Researchers have finally explained why cerium is considered the best element used to split water into hydrogen and oxygen, crucial for creating hydrogen gas used for fuel.
A team from Northwestern University have discovered that cerium’s electronic entropy—which is created when an electron transitions among various states within an electron shell—is the key reason it is successfully used in water splitting.
“In order for water splitting to be fast enough to be practical, you need a large amount of entropy,” Chris Wolverton, Ph.D., a professor of materials science and engineering in Northwestern’s McCormick School of Engineering, said in a statement. “It turns out that cerium is magic for entropy.”

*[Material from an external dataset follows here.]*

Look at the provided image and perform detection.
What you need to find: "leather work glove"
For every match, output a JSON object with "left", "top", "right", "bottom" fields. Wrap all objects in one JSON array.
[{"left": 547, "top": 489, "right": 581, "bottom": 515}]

Since the 1970s, researchers have touted the potential of a “hydrogen economy,” where hydrogen would replace gasoline to fuel ground transportation. After being burnt the only byproduct of hydrogen is water—making it environmentally cleaner and more energy efficient than fossil-fuel alternatives.
However, pure hydrogen gas is rare within the Earth’s atmosphere.
“The problem is: how do you get the hydrogen in the first place?” Wolverton said. “Currently, you have to burn hydrocarbons but that produces carbon dioxide.”
However, water splitting could cleanly and efficiently produce enough pure hydrogen to make the hydrogen economy a real possibility.
The researchers used heat generated by solar radiation and cerium oxide to split the hydrogen from oxygen.
Using sunlight to heat ceria to 1,000- to-1,500-degrees Celsius drives a series of reactions that cause hydrogen to split off.
The researchers previously knew that entropy was the key to making the reaction possible but weren’t able to find the source of cerium’s entropy.
“Most people thought entropy was caused by mixing oxygen or vibrations from the heat,” Wolverton said. “But we found that it’s a different source and it’s not what you might think.”
To successfully drive water splitting cerium in the oxide must gain an electron that gives rise to whole lot of entropy.
“If there are multiple places for the electron, that gives rise to electronic entropy,” Wolverton said. “The electron can transition from one state to another to another and creates disorder on the electronic scale, and hence, entropy.”